U.S. average regular gasoline and diesel prices increase
The U.S. average regular gasoline retail price increased more than 1 cent to $3.13 per gallon on July 12, 94 cents higher than the same time last year. The Rocky Mountain price increased more than 5 cents to $3.49 per gallon, the Gulf Coast price increased 3 cents to $2.83 per gallon, the West Coast price increased nearly 3 cents to $3.87 per gallon, and the East Coast price increased nearly 1 cent, remaining virtually unchanged at $3.01 per gallon. The Midwest price decreased less than 1 cent to $3.02 per gallon.
The U.S. average diesel fuel price increased less than 1 cent to $3.34 per gallon on July 12, 90 cents higher than a year ago. The Rocky Mountain price increased nearly 8 cents to $3.59 per gallon, the West Coast price increased nearly 1 cent to $3.91 per gallon, and the Gulf Coast and East Coast prices each increased nearly 1 cent, remaining virtually unchanged at $3.08 per gallon and $3.31 per gallon, respectively. The Midwest price decreased less than 1 cent, remaining virtually unchanged at $3.26 per gallon.

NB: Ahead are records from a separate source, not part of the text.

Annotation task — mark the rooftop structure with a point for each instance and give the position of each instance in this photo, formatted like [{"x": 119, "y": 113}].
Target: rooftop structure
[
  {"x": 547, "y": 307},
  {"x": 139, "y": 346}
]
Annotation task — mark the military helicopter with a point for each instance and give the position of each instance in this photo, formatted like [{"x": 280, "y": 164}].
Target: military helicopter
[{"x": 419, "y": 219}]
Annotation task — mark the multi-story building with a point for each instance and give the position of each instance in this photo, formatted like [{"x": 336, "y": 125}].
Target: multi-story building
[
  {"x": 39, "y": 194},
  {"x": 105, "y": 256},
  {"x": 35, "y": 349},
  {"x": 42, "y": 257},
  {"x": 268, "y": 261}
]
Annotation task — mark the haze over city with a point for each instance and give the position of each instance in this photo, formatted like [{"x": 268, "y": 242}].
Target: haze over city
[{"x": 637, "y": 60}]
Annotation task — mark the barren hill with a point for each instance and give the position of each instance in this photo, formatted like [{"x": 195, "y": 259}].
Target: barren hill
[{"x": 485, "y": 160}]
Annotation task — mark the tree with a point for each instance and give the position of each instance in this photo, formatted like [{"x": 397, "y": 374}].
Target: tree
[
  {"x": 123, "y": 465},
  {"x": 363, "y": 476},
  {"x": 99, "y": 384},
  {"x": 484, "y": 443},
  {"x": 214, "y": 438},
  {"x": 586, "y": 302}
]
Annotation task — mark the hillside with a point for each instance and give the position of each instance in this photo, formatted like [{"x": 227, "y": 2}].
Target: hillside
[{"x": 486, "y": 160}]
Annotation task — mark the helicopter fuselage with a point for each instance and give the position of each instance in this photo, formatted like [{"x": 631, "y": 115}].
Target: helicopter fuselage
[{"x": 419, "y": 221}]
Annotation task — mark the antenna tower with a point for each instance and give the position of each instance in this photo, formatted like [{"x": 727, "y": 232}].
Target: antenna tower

Propane/propylene inventories rise
U.S. propane/propylene stocks increased by 1.6 million barrels last week to 59.6 million barrels as of July 9, 2021, 13.1 million barrels (18.0%) less than the five-year (2016-2020) average inventory levels for this same time of year. Midwest, East Coast, and Gulf Coast inventories increased by 0.7 million barrels, 0.6 million barrels, and 0.3 million barrels, respectively. Rocky Mountain/West Coast inventories decreased slightly, remaining virtually unchanged.